Ripropongo il giorno di Natale alcune considerazioni sulla felicità, che spesso è personata, cioè «una maschera», una condizione spesso peggiore di una infelicità autentica (Seneca, Epistulae, 80).
θνητῶν δὲ μῶρος ὅστις εὖ πράσσειν δοκῶν
βέβαια χαίρει· τοῖς τρόποις γὰρ αἱ τύχαι,
ἔμπληκτος ὡς ἄνθρωπος, ἄλλοτ’ ἄλλοσε 1205
πηδῶσι, κοὐδεὶς αὐτὸς εὐτυχεῖ ποτε.
Stolto tra i mortali chi credendo di prosperare
con certezza ne gode: le sorti infatti per indole,
come un uomo volubile, saltano a volte da una parte
a volte da un’altra, e nessuno mai è di per sé fortunato.

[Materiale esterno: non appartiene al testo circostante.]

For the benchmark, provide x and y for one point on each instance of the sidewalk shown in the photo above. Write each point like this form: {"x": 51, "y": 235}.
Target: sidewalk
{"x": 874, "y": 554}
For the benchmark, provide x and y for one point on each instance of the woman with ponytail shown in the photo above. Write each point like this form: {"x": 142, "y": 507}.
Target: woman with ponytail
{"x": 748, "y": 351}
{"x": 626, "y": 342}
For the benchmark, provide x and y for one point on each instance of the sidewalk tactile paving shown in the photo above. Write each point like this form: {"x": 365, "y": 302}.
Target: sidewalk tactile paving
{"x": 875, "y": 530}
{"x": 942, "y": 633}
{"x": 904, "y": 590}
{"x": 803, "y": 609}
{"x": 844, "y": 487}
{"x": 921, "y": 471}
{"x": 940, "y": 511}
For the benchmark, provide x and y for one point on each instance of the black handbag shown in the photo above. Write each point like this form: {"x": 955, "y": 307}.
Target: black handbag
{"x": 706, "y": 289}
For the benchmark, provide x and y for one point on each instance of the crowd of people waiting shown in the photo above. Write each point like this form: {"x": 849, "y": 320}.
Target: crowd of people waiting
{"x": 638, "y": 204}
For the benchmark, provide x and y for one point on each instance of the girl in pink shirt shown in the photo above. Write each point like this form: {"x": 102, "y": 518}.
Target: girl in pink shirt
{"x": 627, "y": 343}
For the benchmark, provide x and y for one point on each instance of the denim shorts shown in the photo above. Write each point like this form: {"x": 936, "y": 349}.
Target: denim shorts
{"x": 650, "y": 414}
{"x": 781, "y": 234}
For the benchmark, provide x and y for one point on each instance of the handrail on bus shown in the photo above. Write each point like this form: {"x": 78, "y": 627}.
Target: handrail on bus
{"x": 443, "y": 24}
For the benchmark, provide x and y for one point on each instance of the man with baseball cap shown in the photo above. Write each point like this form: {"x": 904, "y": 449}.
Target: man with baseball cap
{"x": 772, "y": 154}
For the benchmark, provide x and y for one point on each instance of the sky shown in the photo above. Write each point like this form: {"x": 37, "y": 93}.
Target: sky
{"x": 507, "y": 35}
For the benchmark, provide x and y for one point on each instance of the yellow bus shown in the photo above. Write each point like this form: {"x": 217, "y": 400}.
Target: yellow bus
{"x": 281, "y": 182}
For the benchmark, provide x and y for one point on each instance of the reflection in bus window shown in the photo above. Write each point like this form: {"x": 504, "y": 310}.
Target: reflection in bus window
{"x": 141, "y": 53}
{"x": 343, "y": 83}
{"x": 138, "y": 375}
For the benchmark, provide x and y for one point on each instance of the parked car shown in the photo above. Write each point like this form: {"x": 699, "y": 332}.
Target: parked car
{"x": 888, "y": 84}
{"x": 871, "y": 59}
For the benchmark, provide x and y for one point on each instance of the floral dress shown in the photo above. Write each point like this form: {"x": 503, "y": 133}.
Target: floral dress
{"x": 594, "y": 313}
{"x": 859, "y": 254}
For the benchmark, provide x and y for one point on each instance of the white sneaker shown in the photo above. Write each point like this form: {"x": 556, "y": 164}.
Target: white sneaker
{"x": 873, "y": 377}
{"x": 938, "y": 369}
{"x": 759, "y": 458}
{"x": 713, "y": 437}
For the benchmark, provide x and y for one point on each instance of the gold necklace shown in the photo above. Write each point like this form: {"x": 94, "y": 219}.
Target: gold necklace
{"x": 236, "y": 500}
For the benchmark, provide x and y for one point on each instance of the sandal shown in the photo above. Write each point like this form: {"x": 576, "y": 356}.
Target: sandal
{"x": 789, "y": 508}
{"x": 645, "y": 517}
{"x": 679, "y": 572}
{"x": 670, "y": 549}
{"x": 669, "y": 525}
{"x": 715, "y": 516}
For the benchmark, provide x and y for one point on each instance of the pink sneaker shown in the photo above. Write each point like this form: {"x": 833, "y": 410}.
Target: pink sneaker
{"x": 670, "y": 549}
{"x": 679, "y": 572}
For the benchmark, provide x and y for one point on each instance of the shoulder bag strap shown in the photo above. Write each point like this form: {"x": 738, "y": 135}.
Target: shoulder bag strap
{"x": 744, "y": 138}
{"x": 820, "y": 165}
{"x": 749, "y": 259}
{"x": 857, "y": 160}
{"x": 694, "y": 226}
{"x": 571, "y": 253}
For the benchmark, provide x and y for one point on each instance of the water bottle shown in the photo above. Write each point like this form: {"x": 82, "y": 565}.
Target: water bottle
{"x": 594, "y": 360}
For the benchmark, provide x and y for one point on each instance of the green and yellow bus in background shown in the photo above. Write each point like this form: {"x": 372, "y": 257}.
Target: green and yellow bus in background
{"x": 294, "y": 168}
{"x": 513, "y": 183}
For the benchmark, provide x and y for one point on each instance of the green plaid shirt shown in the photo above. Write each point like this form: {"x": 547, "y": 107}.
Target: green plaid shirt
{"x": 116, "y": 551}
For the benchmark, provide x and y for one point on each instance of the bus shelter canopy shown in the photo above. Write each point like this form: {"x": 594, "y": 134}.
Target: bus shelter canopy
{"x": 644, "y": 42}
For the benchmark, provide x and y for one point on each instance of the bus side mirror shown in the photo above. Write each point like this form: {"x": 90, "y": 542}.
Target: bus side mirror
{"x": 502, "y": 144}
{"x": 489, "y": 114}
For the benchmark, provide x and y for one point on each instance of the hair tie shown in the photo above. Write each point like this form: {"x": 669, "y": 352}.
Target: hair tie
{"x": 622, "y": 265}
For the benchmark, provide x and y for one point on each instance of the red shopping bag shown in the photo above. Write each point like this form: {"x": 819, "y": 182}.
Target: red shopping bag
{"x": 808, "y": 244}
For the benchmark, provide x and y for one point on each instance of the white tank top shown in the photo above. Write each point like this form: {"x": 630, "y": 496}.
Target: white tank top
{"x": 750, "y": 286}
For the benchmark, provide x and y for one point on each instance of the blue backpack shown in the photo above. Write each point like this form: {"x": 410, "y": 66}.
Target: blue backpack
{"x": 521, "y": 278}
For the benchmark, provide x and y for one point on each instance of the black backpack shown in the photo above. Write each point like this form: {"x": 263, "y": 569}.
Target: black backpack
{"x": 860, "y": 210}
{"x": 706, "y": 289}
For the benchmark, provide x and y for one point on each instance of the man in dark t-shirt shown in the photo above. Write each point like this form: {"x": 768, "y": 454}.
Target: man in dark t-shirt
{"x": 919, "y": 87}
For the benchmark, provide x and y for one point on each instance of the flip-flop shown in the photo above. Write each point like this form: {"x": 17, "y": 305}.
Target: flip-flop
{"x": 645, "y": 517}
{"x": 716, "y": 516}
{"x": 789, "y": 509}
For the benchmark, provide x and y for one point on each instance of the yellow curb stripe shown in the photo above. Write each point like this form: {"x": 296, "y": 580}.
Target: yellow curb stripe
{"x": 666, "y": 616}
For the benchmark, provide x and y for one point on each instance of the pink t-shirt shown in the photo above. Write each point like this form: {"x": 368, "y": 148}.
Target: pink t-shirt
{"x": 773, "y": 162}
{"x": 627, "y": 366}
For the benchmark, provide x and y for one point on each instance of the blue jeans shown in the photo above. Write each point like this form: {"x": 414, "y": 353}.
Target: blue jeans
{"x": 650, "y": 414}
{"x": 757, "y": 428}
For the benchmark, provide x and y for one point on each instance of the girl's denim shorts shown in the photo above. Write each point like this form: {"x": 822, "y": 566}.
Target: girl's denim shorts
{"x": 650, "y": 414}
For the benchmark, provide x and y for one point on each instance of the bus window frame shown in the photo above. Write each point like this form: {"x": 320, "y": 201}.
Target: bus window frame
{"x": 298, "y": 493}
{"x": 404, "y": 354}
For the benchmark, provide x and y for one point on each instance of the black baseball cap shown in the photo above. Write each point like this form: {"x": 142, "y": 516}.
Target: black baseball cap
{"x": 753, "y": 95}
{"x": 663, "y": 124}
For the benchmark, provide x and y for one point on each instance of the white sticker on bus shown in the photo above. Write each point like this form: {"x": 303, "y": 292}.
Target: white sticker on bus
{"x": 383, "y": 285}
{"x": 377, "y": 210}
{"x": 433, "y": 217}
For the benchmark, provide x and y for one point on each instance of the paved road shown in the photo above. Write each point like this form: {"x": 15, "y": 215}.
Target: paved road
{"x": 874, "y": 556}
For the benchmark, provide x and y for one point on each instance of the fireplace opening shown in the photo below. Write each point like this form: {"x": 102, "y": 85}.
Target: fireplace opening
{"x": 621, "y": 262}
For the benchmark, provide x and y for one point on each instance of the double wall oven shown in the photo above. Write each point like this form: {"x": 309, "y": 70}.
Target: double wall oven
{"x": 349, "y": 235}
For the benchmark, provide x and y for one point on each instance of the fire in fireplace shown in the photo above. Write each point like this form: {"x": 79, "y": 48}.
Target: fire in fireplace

Sono le amare considerzioni di Ecuba (Euripide, Troiane, 1203-1206) sul corpicino straziato di Astianatte; riprendono un noto motivo sapienziale.
Il tema si trova già in Omero:
Omero, Odissea, XVIII, 130-137:
οὐδὲν ἀκιδνότερον γαῖα τρέφει ἀνθρώποιο, / πάντων ὅσσα τε γαῖαν ἔπι πνείει τε καὶ ἕρπει. / οὐ μὲν γάρ ποτέ φησι κακὸν πείσεσθαι ὀπίσσω, / ὄφρ᾽ ἀρετὴν παρέχωσι θεοὶ καὶ γούνατ᾽ ὀρώρῃ: / ἀλλ᾽ ὅτε δὴ καὶ λυγρὰ θεοὶ μάκαρες τελέσωσι, / καὶ τὰ φέρει ἀεκαζόμενος τετληότι θυμῷ: / τοῖος γὰρ νόος ἐστὶν ἐπιχθονίων ἀνθρώπων / οἷον ἐπ᾽ ἦμαρ ἄγησι πατὴρ ἀνδρῶν τε θεῶν τε.
«Nulla la terra nutre più meschino dell’uomo, / di tutte le creature quante respirano e strisciano sulla terra. / Infatti non dice mai che in futuro subirà un male, / finché gli dèi gli offrono coraggio e le ginocchia spingano: / ma quando gli dèi beati compiano anche lutti, / anche questi sopporta, suo malgrado, con animo paziente: / tale infatti è la mente degli uomini sopra la terra / quale la indirizza di giorno in giorno il padre degli uomini e degli dèi».
Il contesto è quello della lotta di Odisseo con Iro, che lo aveva umiliato nella reggia di Itaca. Ancora travestito da vecchio mendicante Odisseo gli dà una lezione e all’augurio di Anfinomo, uno dei proci, di essere in futuro felice, risponde con le parole riportate sopra.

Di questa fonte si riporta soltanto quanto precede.